In the latest episode of “Pitchfork Economics,” Jessyn Farrell and I explore the performance of the social safety net under the pandemic, through interviews with Amy Goldstein of the Washington Post and Economist data reporter Elliott Morris.

The social safety net did not collapse when it was strained by the pandemic. In fact, the strong protections put in place by our leaders have been successful in drastically reducing poverty and preventing the economy from slipping into recession. The bigger benefits clearly haven’t convinced people to stay home, be lazy, and quit participating in the economy, either. In other words, the benefits worked exactly as they should.
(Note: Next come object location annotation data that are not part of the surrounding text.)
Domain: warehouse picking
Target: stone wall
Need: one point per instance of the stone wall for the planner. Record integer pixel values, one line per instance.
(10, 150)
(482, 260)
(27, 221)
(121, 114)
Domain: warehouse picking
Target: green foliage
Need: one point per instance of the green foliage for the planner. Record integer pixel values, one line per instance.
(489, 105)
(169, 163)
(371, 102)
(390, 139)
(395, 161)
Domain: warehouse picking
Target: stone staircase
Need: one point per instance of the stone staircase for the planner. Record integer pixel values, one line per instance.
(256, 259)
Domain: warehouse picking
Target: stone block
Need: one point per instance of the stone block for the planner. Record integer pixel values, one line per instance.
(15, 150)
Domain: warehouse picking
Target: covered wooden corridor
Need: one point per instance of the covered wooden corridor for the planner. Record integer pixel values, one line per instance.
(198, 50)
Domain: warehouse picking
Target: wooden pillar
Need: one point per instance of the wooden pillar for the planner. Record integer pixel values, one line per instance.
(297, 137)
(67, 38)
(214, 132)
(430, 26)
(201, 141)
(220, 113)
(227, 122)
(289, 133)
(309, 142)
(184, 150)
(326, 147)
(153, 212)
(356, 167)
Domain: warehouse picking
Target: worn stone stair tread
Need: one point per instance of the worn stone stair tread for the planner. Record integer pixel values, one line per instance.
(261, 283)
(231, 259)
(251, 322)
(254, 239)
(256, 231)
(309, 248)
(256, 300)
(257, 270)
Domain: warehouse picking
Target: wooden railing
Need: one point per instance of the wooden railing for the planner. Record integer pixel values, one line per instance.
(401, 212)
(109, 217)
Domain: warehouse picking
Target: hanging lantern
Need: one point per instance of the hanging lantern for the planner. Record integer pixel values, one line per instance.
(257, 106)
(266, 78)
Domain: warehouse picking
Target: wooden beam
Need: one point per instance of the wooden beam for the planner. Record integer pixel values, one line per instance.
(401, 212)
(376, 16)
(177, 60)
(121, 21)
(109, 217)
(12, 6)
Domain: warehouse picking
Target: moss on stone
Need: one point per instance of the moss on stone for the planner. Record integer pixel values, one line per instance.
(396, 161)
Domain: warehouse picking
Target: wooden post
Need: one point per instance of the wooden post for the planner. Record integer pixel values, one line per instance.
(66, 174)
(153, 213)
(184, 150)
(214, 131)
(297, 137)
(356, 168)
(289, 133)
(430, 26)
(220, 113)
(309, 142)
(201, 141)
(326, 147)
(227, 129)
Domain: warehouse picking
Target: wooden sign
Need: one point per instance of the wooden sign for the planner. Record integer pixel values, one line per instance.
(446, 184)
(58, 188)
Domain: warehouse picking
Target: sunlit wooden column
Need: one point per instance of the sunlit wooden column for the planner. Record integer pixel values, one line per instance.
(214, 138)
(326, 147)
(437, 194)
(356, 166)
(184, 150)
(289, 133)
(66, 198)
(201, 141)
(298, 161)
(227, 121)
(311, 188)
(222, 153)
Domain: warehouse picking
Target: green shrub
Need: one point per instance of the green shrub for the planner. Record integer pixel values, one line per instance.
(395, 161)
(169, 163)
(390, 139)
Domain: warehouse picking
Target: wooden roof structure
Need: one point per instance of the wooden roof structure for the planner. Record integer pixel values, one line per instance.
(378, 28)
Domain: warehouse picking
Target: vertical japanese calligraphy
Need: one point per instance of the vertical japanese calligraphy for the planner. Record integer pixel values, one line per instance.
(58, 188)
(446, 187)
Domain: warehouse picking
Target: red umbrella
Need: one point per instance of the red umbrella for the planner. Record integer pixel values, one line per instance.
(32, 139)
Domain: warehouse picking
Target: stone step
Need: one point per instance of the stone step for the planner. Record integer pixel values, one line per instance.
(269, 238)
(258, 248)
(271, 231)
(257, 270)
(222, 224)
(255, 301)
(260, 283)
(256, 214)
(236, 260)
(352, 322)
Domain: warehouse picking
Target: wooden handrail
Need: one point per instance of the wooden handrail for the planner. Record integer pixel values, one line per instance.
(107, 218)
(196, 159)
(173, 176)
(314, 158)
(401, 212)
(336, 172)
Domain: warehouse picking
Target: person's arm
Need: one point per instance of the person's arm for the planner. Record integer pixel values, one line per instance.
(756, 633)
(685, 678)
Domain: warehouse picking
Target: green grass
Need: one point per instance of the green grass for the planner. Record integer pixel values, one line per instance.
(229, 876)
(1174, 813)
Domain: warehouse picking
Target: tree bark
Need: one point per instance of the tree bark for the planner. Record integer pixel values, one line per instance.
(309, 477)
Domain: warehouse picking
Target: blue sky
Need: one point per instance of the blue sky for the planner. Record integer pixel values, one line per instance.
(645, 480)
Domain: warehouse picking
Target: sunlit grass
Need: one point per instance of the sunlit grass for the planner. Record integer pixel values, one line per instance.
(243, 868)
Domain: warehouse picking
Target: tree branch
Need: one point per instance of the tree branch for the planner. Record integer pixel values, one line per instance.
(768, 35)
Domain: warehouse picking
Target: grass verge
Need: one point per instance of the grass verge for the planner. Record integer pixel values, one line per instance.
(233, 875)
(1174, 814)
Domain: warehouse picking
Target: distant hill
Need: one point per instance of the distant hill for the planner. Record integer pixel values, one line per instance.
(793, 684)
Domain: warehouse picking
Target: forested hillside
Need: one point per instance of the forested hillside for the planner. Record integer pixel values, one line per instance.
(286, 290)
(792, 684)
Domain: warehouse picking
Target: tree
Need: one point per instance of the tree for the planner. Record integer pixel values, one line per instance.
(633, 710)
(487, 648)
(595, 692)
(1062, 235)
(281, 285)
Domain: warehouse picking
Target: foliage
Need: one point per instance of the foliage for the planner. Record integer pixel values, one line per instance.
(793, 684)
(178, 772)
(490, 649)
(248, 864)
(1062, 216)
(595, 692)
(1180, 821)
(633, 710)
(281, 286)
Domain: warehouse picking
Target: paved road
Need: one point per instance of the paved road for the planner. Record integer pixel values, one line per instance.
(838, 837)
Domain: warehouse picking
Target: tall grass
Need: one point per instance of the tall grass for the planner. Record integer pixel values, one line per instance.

So why can’t America have a strong safety net all the time? Pandemic assistance benefits were not strictly means-tested or hard to access, as many benefits have been over the past 40 years, and they have taken millions of Americans out. of poverty. Additionally, when those people who had lost their jobs were able to pay their rent, buy food for themselves, and provide for their children, their expenses likely kept more businesses from closing and more Americans from closing. lose their jobs. In fact, estimates suggest that the continued extension of unemployment benefits until 2021 has created more than 5 million jobs.

The point is, our creaky old benefit systems are not serving the modern economy. In particular, our unemployment insurance program, which was created in the 1930s for a nation of farms and factories, is totally failing to meet the needs of our service economy.

In a new report for the Economic Policy Institute, Rebecca Dixon and William Spriggs propose the first steps in systemic unemployment insurance reform “to ensure fairness and adequate standards regarding funding, eligibility , duration of benefits and levels and amounts of benefits – so that no one is left behind. “

Their proposals include increasing federal funding for higher unemployment benefits, expanding the system to apply to part-time and concert workers, and including triggers that would automatically increase unemployment benefits. unemployment and the length of payments when the economy goes into recession or depression. This is a good start to rebuilding an important part of our safety net. After all, now that we know what a working benefit system looks like, why would we go back to a broken old system that is hurting us all?